Christine L. Chan, MD, of the department of pediatrics, division of pediatric endocrinology at the University of Colorado Denver, and colleagues evaluated 98 youths aged 10 to 18 years with BMI ≥85th percentile and not on medication for glucose management to determine if HbA1c or the oral glucose tolerance test is a better predictor of free-living glycemia as measured by continuous glucose monitoring (CGM). A blinded CGM was used on all participants for 72 hours, and HbA1c, fasting plasma glucose and 2-hour glucose data were collected.
Christine L. Chan
Median fasting plasma glucose was normal in those with normal HbA1c (83 mg/dL) and prediabetes HbA1c (91 mg/dL) categories. Fasting plasma glucose was ≥90 mg/dL in 36 participants and only nine participants had fasting plasma glucose ≥100 mg/dl. Forty-four participants had prediabetes HbA1c and three had HbA1c ≥6.5%. Two-hour glucose in the prediabetes range was present in 35 participants, and 2-hour glucose ≥200 mg/dL was present in 5 participants.
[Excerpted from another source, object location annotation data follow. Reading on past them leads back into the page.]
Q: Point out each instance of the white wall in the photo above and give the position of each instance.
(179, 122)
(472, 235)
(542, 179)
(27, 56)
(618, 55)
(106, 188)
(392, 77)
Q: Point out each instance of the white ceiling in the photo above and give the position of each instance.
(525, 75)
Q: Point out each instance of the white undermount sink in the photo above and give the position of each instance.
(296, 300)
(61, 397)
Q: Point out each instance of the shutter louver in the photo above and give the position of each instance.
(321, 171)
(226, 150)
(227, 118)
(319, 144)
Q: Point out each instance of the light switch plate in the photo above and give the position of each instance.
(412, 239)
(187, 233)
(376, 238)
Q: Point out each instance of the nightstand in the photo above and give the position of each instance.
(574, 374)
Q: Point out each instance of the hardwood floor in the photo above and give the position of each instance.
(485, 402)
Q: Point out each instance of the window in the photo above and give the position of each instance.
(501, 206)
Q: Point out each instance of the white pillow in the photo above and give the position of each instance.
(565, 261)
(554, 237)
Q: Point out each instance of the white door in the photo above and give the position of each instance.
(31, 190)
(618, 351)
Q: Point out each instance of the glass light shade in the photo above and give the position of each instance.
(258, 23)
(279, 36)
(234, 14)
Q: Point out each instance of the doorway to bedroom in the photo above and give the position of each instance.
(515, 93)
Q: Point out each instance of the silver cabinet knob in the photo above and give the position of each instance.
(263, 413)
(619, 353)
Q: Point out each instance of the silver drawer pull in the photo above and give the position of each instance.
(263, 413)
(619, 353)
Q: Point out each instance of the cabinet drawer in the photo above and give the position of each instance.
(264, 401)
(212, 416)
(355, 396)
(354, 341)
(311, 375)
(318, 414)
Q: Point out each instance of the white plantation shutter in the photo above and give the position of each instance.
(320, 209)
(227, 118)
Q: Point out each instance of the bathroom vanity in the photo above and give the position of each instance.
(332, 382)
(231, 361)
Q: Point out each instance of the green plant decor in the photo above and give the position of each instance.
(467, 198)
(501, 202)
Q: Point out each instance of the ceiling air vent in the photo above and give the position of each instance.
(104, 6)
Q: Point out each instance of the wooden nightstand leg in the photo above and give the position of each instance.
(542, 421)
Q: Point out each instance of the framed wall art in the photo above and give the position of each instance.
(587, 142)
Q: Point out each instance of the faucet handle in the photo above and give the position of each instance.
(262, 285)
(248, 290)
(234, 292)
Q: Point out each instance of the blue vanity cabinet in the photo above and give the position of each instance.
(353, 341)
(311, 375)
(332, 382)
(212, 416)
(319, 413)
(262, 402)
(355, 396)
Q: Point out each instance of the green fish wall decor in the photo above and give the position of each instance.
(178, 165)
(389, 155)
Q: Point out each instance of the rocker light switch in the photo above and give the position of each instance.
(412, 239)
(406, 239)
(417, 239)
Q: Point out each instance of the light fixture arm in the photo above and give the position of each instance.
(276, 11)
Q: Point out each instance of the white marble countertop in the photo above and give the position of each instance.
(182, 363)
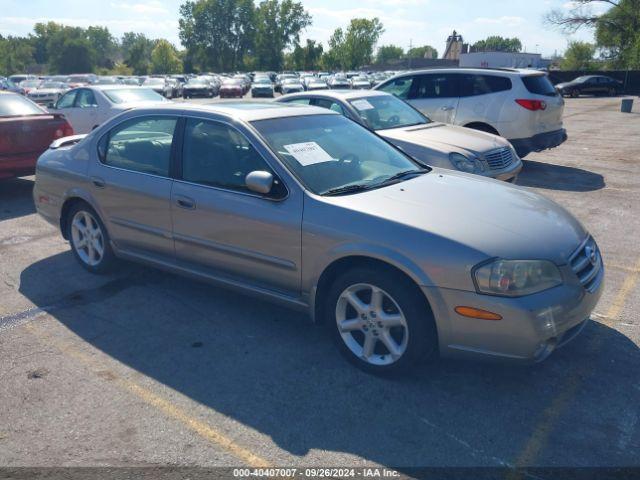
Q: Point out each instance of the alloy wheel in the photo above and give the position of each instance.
(87, 238)
(371, 324)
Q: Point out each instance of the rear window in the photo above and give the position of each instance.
(11, 104)
(482, 84)
(540, 85)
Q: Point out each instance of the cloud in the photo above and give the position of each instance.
(504, 20)
(150, 7)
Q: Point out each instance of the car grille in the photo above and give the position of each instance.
(586, 263)
(499, 159)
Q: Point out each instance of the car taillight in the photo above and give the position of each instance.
(532, 105)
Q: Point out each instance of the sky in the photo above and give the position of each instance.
(406, 22)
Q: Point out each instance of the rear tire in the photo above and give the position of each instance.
(89, 239)
(379, 321)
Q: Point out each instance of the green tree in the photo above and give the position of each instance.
(578, 56)
(43, 33)
(496, 43)
(305, 57)
(354, 47)
(70, 51)
(389, 52)
(277, 26)
(426, 51)
(16, 55)
(136, 51)
(217, 34)
(617, 30)
(164, 58)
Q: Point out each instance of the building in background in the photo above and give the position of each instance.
(504, 60)
(455, 47)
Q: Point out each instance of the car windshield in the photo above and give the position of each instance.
(386, 111)
(330, 152)
(53, 85)
(17, 105)
(126, 95)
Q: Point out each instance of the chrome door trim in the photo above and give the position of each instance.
(239, 252)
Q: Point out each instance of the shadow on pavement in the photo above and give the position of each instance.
(557, 177)
(270, 370)
(15, 198)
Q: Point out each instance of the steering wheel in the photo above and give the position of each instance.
(350, 158)
(393, 120)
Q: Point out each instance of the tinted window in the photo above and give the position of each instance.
(66, 101)
(540, 85)
(217, 155)
(329, 105)
(329, 151)
(436, 86)
(385, 111)
(85, 98)
(142, 145)
(18, 105)
(483, 84)
(400, 87)
(126, 95)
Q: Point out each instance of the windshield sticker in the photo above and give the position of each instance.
(308, 153)
(362, 104)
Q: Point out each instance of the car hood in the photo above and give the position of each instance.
(486, 216)
(446, 138)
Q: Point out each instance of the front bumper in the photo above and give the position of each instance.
(539, 142)
(532, 327)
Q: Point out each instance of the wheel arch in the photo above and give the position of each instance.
(70, 201)
(342, 264)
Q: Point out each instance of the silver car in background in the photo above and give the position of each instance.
(434, 143)
(305, 207)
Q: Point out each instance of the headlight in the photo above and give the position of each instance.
(465, 164)
(514, 278)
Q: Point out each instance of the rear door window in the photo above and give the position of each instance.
(67, 100)
(141, 145)
(472, 85)
(539, 85)
(443, 85)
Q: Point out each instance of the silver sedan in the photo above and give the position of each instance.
(302, 206)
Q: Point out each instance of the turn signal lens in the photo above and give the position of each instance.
(532, 105)
(477, 313)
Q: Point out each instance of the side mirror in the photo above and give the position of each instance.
(259, 181)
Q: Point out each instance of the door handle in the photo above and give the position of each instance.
(98, 182)
(185, 202)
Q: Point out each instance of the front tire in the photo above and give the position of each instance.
(379, 320)
(89, 239)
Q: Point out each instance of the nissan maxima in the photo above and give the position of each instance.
(300, 205)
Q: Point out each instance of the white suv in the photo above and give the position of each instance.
(519, 105)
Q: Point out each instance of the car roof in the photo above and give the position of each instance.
(478, 70)
(339, 94)
(246, 111)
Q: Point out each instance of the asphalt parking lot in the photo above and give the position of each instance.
(144, 368)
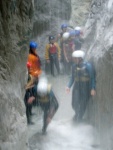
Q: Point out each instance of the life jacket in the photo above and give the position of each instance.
(81, 73)
(53, 49)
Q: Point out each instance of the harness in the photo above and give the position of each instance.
(81, 73)
(52, 49)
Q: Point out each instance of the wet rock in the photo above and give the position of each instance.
(15, 30)
(99, 48)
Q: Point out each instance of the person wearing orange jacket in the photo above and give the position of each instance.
(34, 71)
(33, 65)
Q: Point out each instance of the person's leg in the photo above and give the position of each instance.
(57, 64)
(52, 65)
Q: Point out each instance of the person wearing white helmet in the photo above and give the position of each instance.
(83, 78)
(67, 51)
(60, 38)
(47, 100)
(78, 41)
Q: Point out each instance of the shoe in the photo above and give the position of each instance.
(30, 123)
(44, 131)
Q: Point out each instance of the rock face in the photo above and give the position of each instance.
(15, 29)
(99, 48)
(80, 11)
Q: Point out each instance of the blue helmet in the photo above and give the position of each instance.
(72, 33)
(51, 37)
(33, 44)
(77, 32)
(63, 26)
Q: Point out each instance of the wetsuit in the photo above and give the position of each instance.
(83, 77)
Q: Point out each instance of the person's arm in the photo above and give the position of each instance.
(92, 78)
(64, 51)
(71, 81)
(47, 52)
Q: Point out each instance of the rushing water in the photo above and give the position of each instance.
(62, 133)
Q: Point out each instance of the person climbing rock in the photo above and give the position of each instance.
(34, 71)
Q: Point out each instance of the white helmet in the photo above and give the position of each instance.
(78, 28)
(65, 36)
(42, 87)
(78, 53)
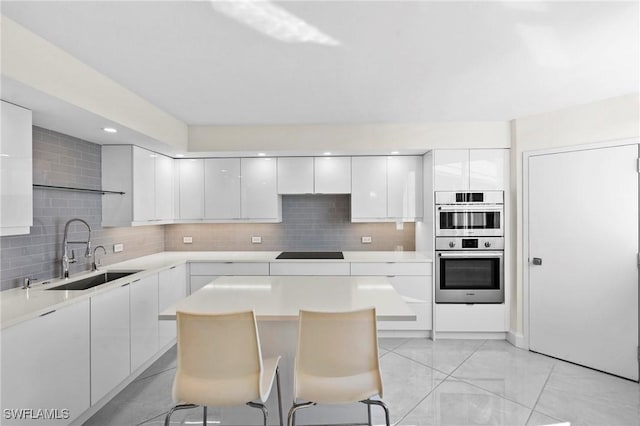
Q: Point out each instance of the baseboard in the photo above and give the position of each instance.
(470, 335)
(516, 339)
(404, 333)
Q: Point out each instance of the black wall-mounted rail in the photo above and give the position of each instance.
(69, 188)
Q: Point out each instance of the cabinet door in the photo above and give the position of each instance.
(191, 177)
(369, 188)
(295, 175)
(259, 191)
(144, 184)
(16, 200)
(144, 320)
(110, 341)
(164, 209)
(451, 169)
(222, 188)
(45, 364)
(404, 188)
(332, 175)
(488, 169)
(172, 287)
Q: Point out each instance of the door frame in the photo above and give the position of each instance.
(526, 155)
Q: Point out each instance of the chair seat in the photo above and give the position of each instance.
(337, 390)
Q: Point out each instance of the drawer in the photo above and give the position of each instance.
(478, 317)
(390, 268)
(229, 268)
(422, 322)
(414, 287)
(310, 268)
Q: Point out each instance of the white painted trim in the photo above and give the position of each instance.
(525, 213)
(517, 340)
(472, 335)
(407, 334)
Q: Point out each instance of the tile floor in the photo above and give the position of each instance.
(447, 382)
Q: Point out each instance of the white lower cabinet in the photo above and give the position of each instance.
(172, 287)
(471, 318)
(144, 320)
(310, 268)
(45, 368)
(110, 341)
(412, 280)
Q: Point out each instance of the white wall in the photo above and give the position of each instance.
(609, 119)
(351, 138)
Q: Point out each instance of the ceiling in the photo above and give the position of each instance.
(353, 61)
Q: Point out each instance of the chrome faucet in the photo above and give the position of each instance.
(94, 267)
(65, 247)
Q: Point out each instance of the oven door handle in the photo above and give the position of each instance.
(472, 254)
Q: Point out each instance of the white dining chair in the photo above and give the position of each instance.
(220, 364)
(337, 361)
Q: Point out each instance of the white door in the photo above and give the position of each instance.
(583, 225)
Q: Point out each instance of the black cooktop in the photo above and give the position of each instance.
(310, 255)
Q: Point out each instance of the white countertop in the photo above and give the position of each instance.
(281, 297)
(18, 305)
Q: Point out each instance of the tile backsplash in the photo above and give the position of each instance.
(67, 161)
(309, 222)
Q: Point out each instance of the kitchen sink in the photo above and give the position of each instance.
(90, 282)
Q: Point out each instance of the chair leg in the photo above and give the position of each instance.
(370, 402)
(262, 407)
(167, 418)
(291, 420)
(279, 395)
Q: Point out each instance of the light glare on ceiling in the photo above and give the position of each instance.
(274, 21)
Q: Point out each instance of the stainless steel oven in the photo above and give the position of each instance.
(469, 270)
(460, 214)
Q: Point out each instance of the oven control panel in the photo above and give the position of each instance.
(463, 243)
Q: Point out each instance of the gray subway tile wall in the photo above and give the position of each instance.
(67, 161)
(309, 222)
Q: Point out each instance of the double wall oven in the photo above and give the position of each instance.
(469, 247)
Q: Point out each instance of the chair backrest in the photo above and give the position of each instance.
(219, 360)
(333, 344)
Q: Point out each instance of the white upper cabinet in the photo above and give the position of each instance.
(144, 185)
(16, 190)
(369, 188)
(332, 175)
(191, 188)
(386, 188)
(314, 175)
(259, 190)
(404, 188)
(145, 177)
(222, 188)
(475, 169)
(295, 175)
(164, 179)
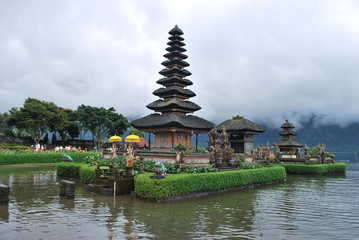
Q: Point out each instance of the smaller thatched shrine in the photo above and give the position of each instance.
(288, 146)
(241, 133)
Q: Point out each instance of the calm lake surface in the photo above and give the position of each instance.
(301, 208)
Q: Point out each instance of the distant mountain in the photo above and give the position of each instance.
(336, 138)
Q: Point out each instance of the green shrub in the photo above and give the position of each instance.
(181, 184)
(87, 174)
(316, 169)
(42, 157)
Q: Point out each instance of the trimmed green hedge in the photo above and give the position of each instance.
(181, 184)
(316, 169)
(42, 157)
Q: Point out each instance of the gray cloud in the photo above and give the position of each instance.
(265, 60)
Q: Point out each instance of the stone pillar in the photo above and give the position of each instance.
(67, 189)
(4, 194)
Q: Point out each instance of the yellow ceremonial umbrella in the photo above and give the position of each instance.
(115, 139)
(132, 138)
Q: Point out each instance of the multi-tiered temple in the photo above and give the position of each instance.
(172, 124)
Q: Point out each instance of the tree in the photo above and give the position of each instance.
(101, 122)
(69, 128)
(36, 117)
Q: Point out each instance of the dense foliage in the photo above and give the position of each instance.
(302, 169)
(101, 122)
(36, 118)
(181, 184)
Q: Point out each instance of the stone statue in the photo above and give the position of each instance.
(66, 158)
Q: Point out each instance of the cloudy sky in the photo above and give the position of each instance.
(266, 60)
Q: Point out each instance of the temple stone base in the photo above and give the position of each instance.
(4, 194)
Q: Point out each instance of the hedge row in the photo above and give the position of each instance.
(301, 169)
(82, 171)
(182, 184)
(42, 157)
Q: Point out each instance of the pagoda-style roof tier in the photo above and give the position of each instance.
(176, 43)
(175, 31)
(156, 122)
(175, 48)
(240, 125)
(176, 38)
(173, 105)
(174, 91)
(287, 125)
(175, 80)
(287, 133)
(172, 55)
(288, 144)
(175, 71)
(175, 63)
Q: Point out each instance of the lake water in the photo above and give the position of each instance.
(301, 208)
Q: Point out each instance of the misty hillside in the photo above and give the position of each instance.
(336, 138)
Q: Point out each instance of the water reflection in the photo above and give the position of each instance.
(301, 208)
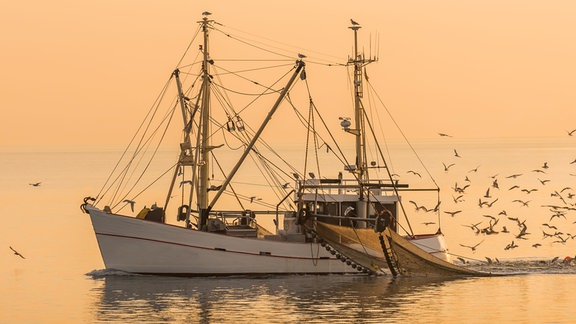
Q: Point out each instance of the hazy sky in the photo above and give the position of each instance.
(76, 72)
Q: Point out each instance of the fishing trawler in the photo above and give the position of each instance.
(213, 225)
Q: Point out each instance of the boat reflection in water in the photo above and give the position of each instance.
(267, 298)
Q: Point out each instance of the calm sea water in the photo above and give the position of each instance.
(63, 279)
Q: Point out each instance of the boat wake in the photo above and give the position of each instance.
(525, 266)
(103, 273)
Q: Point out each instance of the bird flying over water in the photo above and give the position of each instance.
(473, 248)
(452, 213)
(447, 167)
(17, 253)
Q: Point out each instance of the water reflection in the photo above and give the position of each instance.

Compared with participants with normal HbA1c or oral glucose tolerance test results, participants with prediabetes had higher average glucose, area under the curve (AUC), peak glucose and time >120 and >140 mg/dL on CGM.
HbA1c had a greater magnitude of correlation to CGM average glucose, AUC, and minimum glucose, and 2-hour glucose had a greater magnitude of correlation to CGM standard deviation, peak glucose and time >140 and >200 mg/dL. However the strengths of HbA1c and 2-hour glucose correlations to CGM variables were not significantly different. Both HbA1c and 2-hour glucose outperformed fasting plasma glucose in predicting multiple CGM variables.
“HbA1c and oral glucose tolerance testing are equally valid predictors of free-living glucose abnormalities in obese youth,” Chan told Endocrine Today. “For east of collection, these data suggest first-line screening with HbA1c alone is appropriate.”
Disclosure: See the full study for a complete list of the researchers’ relevant financial disclosures.